Personal information
- Born: 26 March 1976 (age 50) Christchurch, New Zealand
- Height: 1.87 m (6 ft 2 in)

Netball career
- Playing position: GK
- Years: Club team / Apps
- 1999–2000: Canterbury Flames
- 2001–2003: Southern Sting
- 2004: Capital Shakers
- 2005–2007: Southern Sting
- 2007–2008: Team Northumbria
- 2008–2009: Southern Steel
- 2010: Canterbury Tactix

= Megan Hutton =

New Zealand netball player

Megan Hutton (born 26 March 1976 in Christchurch, New Zealand) is a New Zealand retired netball player. Hutton normally plays in the goal keeper position. She also played basketball for Southland.

Hutton debuted in the Coca-Cola Cup (later the National Bank Cup) in 1999 with the Canterbury Flames, joining Silver Ferns defenders Vilimaina Davu and Anna Veronese. After two years with the Canterbury franchise, Hutton transferred to the Southland-based Southern Sting. In 2004, Hutton moved north to play with the Capital Shakers, but after one year with the Wellington-based side, Hutton made a controversial return to the Sting, where she remained for the rest of the National Bank Cup.

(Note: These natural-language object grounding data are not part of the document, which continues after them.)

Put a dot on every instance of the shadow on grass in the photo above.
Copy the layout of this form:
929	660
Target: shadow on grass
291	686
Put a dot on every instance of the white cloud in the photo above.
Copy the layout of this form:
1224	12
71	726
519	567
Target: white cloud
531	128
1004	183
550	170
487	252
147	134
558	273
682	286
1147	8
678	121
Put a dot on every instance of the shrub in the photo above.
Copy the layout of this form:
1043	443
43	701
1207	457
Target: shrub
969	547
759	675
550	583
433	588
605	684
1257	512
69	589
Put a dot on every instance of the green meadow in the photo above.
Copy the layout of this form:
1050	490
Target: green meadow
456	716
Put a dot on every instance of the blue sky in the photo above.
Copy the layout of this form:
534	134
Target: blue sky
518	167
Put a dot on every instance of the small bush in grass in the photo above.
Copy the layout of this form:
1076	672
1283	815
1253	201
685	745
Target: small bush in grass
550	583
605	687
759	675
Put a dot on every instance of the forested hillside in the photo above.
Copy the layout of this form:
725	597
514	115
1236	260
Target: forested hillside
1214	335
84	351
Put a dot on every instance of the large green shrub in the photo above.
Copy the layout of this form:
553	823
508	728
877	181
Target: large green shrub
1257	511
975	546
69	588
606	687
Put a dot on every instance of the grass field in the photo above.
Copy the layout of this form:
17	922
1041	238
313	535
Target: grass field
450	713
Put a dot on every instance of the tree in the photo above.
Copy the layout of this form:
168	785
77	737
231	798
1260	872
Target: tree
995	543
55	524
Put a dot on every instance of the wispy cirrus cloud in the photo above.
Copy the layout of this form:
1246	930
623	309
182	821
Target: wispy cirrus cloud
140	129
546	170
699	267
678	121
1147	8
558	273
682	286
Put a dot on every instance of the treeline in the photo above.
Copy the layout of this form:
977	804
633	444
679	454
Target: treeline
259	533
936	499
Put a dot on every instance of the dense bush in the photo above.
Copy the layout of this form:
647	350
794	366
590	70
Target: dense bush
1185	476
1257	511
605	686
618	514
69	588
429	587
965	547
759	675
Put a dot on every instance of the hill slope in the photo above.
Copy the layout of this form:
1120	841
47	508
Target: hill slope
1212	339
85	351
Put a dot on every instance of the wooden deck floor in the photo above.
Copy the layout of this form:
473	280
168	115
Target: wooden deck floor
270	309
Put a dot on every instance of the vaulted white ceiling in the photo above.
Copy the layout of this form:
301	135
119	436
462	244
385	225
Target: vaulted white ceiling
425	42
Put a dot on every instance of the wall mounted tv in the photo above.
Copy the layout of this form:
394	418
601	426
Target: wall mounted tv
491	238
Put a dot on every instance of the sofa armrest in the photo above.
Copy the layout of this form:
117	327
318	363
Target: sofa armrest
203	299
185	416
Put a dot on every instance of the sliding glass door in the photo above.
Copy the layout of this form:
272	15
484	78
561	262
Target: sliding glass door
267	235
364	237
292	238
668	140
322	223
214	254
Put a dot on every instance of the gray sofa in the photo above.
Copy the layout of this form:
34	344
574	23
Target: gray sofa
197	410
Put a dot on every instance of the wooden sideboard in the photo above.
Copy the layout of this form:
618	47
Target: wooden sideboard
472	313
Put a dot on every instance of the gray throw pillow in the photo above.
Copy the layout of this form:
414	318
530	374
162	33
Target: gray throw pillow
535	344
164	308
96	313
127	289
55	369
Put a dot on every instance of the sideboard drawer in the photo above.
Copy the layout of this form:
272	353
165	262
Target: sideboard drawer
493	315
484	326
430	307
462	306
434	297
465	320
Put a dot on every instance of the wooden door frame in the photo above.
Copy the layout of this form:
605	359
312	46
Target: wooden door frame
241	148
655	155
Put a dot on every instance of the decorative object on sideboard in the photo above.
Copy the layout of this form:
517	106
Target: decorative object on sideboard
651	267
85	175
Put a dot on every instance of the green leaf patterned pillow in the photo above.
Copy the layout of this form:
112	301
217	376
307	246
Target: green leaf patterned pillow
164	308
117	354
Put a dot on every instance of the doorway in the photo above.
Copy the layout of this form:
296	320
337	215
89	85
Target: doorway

The National Bank Cup concluded in 2007 with the Sting winning a closely fought 50–49 final over the Northern Force. After the final National Bank Cup, Hutton moved to England and played in the 2007–08 Netball Superleague for Team Northumbria. The inclusion of Hutton and two Australian imports were noted as contributing factors in Team Northumbria's improved performance over the season.

She returned to New Zealand for the start of the ANZ Championship, again playing in Southland, this time for the new Southern Steel franchise. Hutton played two seasons in the Steel, before retiring from netball after 2009. She was lured out of retirement the following year as a temporary replacement player for the Canterbury Tactix, after veteran defender Anna Galvan sustained a wrist injury.